19/06/2023

Für Sterngucker und Tagfalter

Als Handwerkerin hat man das Vergnügen, sehen (und vorzeigen) zu können, was man den Tag über gearbeitet hat. Was nun folgt, sind die Früchte mehrerer Wochen Arbeit. Aber warum macht man so etwas? Und ist das überhaupt Arbeit? Nun, das macht man aus dem gleichen Grund, aus dem Musiker Tonleitern üben und neue Stücke einstudieren. Es trainiert die Fingerfertigkeit und erweitert das künstlerische Repertoire. Kein Musiker zweifelt daran, dass das wertvolle Arbeit ist. Viele Menschen sind ja auch anschließend bereit, manchmal schockierend hohe Eintrittspreise zu bezahlen, um die Früchte dieser Arbeit anzusehen und anzuhören. Die Ergebnisse meiner Arbeit gibt es hier umsonst zu sehen, also sind sie wertlos, richtig?

Auf einem Rasenweg ausgelegte Origami-Sterne nach Anleitungen von Carmen Sprung. Der Umriss des Sternhaufens erinnert entfernt an einen Schöpflöffel.

Hier sehen Sie das Sternbild 'Schöpflöffel'. Es sind hauptsächlich modulare Sterne und einige 'Einblattsterne' der Origami-Künsterin Carmen Sprung. Modulare Modelle bestehen aus mehreren gleichen Einzelteilen, die nur durch Falten und ohne Kleben zusammengefügt werden – das ist die Kunst.

Foto des Buches von Carmen Sprung: Origami 21 Sterne

Diese Sterne stammen aus dem oben gezeigten Buch, das nicht im Buchhandel sondern direkt von der Autorin zu beziehen ist. Ich habe ein Papierexemplar, mittlerweile gibt es nur noch E-Books. Die Sterne dieser Künstlerin sind vergleichsweise unproblematisch zu falten, halten gut zusammen und bieten mehr als nur hübsche Dekorationen. Besonders interessant für alle Liebhaber der Geometrie!

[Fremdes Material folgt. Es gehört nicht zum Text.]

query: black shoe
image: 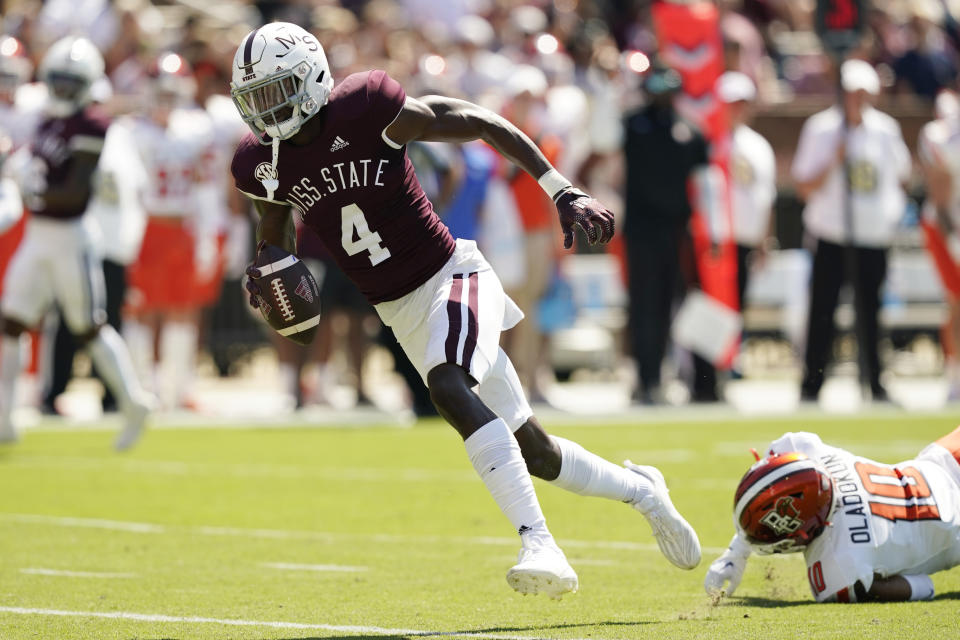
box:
[40,400,60,416]
[800,385,820,403]
[870,383,890,402]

Auf einem Rasenweg ausgelegte Origami-Sterne nach Anleitungen von Tomoko Fuse. Der Umriss des Sternhaufens erinnert entfernt an ein Flusspferd.

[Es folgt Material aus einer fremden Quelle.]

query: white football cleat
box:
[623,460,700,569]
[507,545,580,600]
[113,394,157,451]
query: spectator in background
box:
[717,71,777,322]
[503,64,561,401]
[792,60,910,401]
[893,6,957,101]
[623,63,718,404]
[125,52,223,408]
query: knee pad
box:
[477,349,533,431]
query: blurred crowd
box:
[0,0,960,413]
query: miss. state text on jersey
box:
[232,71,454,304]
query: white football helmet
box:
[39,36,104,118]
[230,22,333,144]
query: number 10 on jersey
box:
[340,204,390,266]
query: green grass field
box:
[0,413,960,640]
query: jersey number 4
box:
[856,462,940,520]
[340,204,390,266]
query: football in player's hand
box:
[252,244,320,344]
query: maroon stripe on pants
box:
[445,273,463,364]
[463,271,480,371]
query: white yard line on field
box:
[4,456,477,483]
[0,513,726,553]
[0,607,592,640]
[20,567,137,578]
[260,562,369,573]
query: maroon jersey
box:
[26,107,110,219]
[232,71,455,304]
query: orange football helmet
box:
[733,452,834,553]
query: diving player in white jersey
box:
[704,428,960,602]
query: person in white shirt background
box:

Hier sehen Sie das Sternbild 'Flusspferd' aus Sternen der Künstlerin Tomoko Fuse. Wer sich mit Origami beschäftigt, hat schon von Tomoko Fuse gehört (zumindest den Namen). Ihre Sterne sind teilweise sehr anspruchsvoll, und manchmal braucht es ein paar Anläufe, bis man begriffen hat, wie es geht. Besonders die Drehfaltungen haben es in sich!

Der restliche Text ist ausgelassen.